O fato é que, às vezes, é melhor considerar o Oscar pelo que a premiação não seleciona do que pelo que ela legitima. Claro que um prêmio a melhor filme estrangeiro, por exemplo, é sempre bem-vindo para impulsionar o público e despertar interesse por determinada cinematografia – sem falar no gás que ganha a carreira de um diretor. A lógica é simples: se esse impulso flui por aqui, melhor para nós.
Mas falemos desta vez do que é pouco alardeado e do que não entrou.
Na primeira categoria, temos a canção “Real in Rio”, composta por Carlinhos Brown e Sérgio Mendes (supostamente, em tempo mínimo). O tema faz parte da trilha da animação gringa “Rio”, dirigida pelo brasileiro Carlos Saldanha. Se, por um lado, não é cinema brasileiro, por outro… É talento brasileiro de exportação, algo que talvez se torne mais comum nos anos vindouros.
Falando ainda em animação, talvez aí resida uma semente de sucesso.

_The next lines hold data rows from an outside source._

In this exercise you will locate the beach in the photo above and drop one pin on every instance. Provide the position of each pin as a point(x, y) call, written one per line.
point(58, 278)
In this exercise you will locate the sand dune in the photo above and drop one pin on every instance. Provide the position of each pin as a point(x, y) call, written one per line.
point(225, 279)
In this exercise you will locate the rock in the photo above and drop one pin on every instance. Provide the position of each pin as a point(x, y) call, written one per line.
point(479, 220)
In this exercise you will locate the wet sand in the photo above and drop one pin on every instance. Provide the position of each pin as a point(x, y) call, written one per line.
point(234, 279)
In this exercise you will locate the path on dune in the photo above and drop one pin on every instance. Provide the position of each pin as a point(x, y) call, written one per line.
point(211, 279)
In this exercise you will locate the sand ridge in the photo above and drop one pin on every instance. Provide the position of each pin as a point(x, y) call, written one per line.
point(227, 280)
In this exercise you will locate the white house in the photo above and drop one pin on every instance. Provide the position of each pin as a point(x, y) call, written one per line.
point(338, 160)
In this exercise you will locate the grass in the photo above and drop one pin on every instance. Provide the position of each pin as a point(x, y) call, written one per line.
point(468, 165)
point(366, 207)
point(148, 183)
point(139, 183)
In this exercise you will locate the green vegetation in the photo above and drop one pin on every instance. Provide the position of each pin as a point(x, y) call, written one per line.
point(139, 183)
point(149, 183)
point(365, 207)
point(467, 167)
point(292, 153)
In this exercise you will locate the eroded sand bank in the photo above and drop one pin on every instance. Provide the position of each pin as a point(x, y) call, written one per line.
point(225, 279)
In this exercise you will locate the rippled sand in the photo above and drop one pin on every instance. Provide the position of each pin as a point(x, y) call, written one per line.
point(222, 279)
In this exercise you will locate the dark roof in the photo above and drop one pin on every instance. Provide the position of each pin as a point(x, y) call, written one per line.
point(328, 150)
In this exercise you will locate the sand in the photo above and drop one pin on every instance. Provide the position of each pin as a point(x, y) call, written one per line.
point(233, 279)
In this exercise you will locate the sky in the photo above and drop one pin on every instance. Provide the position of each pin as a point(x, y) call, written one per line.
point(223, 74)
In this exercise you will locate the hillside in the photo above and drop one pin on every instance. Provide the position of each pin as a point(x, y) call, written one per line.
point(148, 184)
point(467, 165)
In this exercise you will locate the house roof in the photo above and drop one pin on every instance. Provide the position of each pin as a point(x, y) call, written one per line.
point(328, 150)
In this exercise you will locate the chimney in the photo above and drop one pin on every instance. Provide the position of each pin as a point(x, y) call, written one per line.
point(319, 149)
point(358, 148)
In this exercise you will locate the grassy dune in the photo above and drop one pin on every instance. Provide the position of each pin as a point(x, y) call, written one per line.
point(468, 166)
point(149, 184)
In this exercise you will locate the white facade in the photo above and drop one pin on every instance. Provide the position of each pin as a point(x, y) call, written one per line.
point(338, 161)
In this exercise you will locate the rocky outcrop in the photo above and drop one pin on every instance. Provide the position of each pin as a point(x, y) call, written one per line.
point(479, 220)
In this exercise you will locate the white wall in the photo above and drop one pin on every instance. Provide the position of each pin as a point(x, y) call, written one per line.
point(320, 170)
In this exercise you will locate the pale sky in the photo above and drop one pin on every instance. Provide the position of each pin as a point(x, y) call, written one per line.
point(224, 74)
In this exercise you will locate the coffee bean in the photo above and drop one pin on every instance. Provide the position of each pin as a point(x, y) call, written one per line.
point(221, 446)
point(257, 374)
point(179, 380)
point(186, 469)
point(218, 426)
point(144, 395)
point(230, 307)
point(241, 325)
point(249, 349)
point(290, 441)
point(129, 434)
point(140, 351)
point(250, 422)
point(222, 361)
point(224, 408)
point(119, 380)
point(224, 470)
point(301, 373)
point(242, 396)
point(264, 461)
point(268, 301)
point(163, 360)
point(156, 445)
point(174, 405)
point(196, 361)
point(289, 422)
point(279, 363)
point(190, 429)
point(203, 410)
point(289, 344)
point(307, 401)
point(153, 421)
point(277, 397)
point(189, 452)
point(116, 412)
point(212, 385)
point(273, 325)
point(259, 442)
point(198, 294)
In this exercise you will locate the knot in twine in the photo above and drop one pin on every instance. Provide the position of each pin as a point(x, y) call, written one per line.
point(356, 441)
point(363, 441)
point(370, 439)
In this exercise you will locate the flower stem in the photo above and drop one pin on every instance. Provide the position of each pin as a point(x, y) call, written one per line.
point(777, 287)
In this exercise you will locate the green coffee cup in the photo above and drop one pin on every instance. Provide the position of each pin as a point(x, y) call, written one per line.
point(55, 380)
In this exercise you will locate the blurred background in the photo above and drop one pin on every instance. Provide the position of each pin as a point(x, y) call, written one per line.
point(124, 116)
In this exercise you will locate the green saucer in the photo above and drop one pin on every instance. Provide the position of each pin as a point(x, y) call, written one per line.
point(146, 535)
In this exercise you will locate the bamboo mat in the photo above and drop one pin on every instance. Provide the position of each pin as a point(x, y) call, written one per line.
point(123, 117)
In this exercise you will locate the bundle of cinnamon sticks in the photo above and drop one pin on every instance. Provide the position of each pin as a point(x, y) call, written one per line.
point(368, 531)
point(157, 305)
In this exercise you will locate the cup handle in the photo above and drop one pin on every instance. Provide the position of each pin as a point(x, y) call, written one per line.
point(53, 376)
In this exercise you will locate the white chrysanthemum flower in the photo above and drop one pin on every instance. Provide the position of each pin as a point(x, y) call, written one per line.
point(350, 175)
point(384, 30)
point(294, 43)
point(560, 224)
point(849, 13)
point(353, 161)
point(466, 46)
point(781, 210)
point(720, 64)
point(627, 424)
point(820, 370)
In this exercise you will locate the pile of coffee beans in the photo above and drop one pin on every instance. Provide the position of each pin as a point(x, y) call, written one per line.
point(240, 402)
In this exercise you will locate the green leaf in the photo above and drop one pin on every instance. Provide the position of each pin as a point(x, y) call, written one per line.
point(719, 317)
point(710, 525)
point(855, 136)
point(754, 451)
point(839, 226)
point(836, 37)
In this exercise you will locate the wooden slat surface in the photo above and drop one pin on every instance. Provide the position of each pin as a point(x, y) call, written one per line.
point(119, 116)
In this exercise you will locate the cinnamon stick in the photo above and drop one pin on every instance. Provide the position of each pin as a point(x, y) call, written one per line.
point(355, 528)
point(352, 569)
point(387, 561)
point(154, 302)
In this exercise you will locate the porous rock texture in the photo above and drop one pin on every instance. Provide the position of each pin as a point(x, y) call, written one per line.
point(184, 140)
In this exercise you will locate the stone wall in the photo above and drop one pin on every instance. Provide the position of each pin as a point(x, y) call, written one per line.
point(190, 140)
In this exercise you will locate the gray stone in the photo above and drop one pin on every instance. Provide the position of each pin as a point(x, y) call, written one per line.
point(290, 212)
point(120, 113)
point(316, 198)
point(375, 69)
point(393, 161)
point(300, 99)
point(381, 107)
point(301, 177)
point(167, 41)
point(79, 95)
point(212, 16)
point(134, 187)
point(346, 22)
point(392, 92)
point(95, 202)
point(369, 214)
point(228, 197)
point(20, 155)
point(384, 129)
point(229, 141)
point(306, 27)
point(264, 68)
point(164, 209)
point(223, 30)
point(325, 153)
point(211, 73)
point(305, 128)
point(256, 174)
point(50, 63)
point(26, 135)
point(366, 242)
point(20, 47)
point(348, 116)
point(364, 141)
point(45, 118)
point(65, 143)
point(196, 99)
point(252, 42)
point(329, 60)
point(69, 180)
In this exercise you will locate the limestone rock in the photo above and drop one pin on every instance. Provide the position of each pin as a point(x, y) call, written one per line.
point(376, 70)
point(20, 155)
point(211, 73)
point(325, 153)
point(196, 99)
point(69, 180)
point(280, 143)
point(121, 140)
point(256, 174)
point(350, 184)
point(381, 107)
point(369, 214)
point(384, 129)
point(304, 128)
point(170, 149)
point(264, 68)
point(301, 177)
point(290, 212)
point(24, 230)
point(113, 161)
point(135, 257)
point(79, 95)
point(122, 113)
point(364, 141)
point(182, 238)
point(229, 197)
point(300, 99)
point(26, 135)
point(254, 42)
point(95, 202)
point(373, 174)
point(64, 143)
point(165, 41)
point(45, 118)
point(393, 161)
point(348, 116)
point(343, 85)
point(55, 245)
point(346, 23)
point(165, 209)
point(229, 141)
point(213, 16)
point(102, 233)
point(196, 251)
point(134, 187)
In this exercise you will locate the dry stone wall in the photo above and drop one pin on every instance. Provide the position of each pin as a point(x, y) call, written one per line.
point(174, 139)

O que não entrou (e talvez esse caso seja mais interessante) é o curta-metragem argentino “Luminaris”, de Juan Pablo Zaramella, que ficou entre os semifinalistas da categoria de curta de animação.
Queridinho de vários festivais ao longo de 2011, muitos deles especializados em cinema de animação, “Luminaris” ganhou o prêmio de público e de crítica (FIPRESCI) no Festival Internacional de Animação de Annecy. É um dos mais importantes da área, onde, por sinal, Juan Pablo Zaramella ganhou uma retrospectiva em 2010. O filme não foi selecionado, mas a Argentina chegou perto de ter um curta celebrado em Hollywood.
Selecionado, sim, foi o longa de animação espanhol “Chico & Rita”, de Fernando Trueba e Javier Mariscal, cuja (bela) história acontece em Cuba. Não é nosso, mas já que esse ano o Oscar é das compensações… Por que não torcer?